Jeszcze nie zakończyły się wypłaty zaległych stypendiów za miniony rok akademicki, a już pojawił się nowy problem. Dzwoniłam kilkakrotnie do Urzędu Marszałkowskiego z pytaniem o przyszłoroczne stypendia. Nie dostałam żadnej odpowiedzi – niepokoi się studentka Katarzyna Raczkowska. Sprawdzałam, jak to jest w innych województwach. W Wielkopolsce pieniądze się znalazły. Zakończyli nawet rozpatrywanie wniosków.
Małgorzata Łącka-Matusiewicz z wydziału funduszy unijnych Urzędu Marszałkowskiego tłumaczy, że od października stypendiów nie będzie. Pieniądze, które dostaliśmy na trzyletni program wydaliśmy w rok. Zamiast wypłacać po 50 zł miesięcznie, przyznaliśmy po 150 zł – wyjaśnia.
Łącka-Matusiewicz uważa, że woj. śląskie powinno mieć własny program stypendialny. W innych regionach Polski studentów jest mniej, np. w województwie małopolskim pieniądze podzielono między 704 osoby, w opolskim - 2629, a w pomorskim - 1700. U nas chętnych było 15 tys., a stypendia dostała zaledwie połowa. Mamy za dużo studentów, a za mało pieniędzy – mówi.
Okazuje się, że znalazłoby się jednak wyjście z tej sytuacji, ale na drodze stoją biurokratyczne procedury. Uczniowie szkół ponadgimnazjalnych z terenów wiejskich, którzy także dostają unijne stypendia, nie wykorzystają ze swojej puli ponad 20 mln zł. Kłopot jednak w tym, że do pieniędzy pochodzących z Europejskiego Funduszu Społecznego dopłaca budżet. Do uczniów - Ministerstwo Edukacji, a do studentów - Ministerstwo Gospodarki. Próbowaliśmy dogadać się z ministerstwami, żeby przerzucić pieniądze, ale się nie powiodło – mówi Łącka-Matusiewicz.

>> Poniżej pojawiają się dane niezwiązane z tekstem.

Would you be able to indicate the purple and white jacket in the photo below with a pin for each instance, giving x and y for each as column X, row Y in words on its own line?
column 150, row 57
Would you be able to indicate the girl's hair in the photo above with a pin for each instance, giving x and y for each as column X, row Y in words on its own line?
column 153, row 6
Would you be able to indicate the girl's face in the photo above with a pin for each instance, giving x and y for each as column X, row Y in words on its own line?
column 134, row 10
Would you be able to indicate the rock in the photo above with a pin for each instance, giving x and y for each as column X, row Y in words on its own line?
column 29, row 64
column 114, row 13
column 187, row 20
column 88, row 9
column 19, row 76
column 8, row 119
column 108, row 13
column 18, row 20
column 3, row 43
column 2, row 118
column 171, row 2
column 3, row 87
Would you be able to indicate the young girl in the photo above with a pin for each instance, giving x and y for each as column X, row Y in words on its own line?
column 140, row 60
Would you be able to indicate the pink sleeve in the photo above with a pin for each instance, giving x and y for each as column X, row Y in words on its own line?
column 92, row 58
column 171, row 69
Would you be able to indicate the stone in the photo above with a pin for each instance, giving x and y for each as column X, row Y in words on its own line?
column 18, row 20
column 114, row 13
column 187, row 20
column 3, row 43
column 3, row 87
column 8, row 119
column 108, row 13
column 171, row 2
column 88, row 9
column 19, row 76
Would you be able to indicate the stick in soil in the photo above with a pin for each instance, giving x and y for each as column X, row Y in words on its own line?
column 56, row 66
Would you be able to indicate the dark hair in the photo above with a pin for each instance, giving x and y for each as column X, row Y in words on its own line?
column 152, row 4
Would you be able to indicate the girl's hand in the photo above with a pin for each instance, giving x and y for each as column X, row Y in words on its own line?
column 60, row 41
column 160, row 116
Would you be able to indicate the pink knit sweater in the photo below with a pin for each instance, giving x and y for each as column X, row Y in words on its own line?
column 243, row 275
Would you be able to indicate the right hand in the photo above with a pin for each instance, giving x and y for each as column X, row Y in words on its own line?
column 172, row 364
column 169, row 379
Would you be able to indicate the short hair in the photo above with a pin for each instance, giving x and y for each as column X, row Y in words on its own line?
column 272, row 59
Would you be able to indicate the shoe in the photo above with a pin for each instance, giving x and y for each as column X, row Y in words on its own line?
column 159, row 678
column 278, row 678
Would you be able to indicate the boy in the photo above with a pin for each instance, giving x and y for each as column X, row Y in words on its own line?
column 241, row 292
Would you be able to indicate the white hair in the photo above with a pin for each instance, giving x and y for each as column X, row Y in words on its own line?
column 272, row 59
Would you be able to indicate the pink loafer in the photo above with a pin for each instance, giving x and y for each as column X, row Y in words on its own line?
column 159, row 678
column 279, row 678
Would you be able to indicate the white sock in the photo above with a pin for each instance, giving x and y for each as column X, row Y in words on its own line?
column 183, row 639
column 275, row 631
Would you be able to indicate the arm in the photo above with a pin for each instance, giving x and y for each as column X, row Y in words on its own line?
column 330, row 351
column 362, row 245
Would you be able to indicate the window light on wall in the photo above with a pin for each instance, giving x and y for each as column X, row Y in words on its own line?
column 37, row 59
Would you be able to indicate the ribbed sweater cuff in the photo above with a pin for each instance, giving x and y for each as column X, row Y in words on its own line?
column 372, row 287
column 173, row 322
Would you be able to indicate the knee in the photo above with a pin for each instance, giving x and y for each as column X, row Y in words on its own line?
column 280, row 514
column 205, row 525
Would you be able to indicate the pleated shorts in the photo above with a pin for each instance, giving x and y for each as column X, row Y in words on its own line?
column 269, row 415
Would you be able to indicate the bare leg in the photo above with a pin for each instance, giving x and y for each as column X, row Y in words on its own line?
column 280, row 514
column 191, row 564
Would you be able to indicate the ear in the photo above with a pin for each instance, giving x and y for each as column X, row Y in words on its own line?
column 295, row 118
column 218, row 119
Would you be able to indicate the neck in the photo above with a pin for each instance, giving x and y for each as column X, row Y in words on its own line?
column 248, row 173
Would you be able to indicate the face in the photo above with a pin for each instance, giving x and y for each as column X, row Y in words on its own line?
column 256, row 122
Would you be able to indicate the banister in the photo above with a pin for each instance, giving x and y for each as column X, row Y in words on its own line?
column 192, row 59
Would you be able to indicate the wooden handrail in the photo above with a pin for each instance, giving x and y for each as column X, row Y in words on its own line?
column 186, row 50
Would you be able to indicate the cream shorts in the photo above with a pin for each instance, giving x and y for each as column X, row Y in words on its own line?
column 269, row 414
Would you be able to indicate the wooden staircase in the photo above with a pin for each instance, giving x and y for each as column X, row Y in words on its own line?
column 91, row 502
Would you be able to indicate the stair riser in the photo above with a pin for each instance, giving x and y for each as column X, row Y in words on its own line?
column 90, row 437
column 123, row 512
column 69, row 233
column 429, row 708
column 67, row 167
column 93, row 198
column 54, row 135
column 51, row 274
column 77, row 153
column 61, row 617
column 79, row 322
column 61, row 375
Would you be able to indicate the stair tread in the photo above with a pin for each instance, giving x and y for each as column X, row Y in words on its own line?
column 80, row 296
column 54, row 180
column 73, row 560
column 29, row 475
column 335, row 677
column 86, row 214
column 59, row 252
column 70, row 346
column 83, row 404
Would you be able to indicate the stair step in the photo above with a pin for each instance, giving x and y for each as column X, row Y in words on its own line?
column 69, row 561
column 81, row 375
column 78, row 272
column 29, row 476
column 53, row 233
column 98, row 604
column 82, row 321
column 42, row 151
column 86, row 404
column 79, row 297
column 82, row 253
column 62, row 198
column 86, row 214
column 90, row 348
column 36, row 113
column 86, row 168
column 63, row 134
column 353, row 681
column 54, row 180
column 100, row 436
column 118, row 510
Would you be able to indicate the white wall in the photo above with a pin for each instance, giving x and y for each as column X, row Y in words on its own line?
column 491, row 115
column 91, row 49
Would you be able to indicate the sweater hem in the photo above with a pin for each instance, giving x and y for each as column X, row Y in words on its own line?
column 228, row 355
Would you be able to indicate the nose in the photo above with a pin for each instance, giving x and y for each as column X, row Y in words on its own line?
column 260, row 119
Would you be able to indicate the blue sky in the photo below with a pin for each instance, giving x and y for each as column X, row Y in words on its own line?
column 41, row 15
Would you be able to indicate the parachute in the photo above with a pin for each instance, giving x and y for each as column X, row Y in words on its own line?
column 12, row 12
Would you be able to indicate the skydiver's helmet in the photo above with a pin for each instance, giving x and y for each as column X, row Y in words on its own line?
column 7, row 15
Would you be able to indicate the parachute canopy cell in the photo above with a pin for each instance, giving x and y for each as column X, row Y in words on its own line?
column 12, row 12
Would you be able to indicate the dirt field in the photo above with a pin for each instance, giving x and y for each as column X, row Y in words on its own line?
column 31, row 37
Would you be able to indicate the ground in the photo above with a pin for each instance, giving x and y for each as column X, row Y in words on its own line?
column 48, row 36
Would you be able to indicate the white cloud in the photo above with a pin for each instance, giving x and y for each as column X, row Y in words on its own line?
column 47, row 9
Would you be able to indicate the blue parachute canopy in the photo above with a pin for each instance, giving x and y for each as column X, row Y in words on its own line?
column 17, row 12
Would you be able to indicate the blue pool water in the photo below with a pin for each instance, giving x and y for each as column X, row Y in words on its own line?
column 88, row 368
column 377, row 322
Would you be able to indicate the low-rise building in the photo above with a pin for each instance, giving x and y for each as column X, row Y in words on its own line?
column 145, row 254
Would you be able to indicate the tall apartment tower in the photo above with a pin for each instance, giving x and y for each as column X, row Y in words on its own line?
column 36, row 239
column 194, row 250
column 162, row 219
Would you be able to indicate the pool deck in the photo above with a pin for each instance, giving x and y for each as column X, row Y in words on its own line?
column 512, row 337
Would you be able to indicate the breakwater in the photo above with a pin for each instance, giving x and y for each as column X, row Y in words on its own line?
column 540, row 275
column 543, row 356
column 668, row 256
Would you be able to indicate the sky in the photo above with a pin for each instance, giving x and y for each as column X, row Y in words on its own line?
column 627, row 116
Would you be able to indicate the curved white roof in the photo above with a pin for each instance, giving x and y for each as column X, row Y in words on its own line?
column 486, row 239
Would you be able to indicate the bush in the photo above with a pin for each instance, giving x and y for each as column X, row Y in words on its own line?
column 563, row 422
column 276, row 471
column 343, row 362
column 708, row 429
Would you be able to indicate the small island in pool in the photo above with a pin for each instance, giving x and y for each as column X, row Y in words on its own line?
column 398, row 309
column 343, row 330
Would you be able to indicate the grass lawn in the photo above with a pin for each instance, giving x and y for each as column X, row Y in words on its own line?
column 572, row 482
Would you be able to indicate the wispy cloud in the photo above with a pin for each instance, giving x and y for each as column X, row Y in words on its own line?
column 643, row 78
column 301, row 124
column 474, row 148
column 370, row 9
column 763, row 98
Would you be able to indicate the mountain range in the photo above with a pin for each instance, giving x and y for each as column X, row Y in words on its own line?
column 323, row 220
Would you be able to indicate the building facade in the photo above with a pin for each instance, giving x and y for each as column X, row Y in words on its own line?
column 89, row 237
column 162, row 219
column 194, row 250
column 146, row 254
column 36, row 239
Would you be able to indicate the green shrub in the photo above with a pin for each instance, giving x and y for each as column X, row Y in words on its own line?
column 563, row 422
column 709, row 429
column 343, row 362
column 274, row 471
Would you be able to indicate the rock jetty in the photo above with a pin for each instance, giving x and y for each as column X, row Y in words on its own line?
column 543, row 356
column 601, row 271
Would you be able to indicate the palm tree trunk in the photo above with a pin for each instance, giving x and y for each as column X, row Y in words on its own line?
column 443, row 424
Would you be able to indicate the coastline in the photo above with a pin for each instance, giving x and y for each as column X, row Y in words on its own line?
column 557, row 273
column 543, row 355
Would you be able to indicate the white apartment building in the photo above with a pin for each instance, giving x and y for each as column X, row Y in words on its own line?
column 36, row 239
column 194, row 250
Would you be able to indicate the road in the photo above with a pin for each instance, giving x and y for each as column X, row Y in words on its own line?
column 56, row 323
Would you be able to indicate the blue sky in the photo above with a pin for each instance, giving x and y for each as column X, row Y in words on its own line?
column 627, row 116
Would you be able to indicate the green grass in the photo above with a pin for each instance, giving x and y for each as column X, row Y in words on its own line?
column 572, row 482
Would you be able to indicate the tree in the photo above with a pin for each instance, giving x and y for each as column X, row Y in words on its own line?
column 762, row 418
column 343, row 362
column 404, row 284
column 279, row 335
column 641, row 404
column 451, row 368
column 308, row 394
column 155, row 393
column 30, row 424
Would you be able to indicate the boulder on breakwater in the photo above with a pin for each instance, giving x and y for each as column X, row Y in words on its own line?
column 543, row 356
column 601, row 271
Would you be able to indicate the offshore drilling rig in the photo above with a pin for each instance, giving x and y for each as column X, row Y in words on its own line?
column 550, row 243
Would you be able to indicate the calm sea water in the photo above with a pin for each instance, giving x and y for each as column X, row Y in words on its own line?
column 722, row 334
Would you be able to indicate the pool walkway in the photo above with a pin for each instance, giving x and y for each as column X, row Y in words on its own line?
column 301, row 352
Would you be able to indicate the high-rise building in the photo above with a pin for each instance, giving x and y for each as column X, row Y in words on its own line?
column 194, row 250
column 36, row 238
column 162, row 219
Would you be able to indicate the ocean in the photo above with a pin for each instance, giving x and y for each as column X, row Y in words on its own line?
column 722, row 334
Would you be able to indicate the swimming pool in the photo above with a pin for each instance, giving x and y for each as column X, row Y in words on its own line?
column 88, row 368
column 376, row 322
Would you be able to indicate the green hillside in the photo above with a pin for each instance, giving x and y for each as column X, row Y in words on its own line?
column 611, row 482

Urząd Marszałkowski wysłał więc do Ministerstwa Gospodarki wniosek o przekazanie studentom pieniędzy z funduszu na dokształcanie osób, które mogą stracić pracę z powodu restrukturyzacji. Ewa Wnukowska z Ministerstwa Gospodarki potwierdza, że taki wniosek dotarł. Ale procedury nie były jeszcze gotowe, wpłynął za wcześnie – dodaje.
Ostatnią deską ratunku jest komitet monitorujący fundusze unijne, składający się z urzędników ministerstwa, regionów i przedstawicieli społecznych. Zbiera się we wrześniu. To on podejmie ostateczną decyzję o ewentualnym przerzuceniu pieniędzy dla śląskich studentów.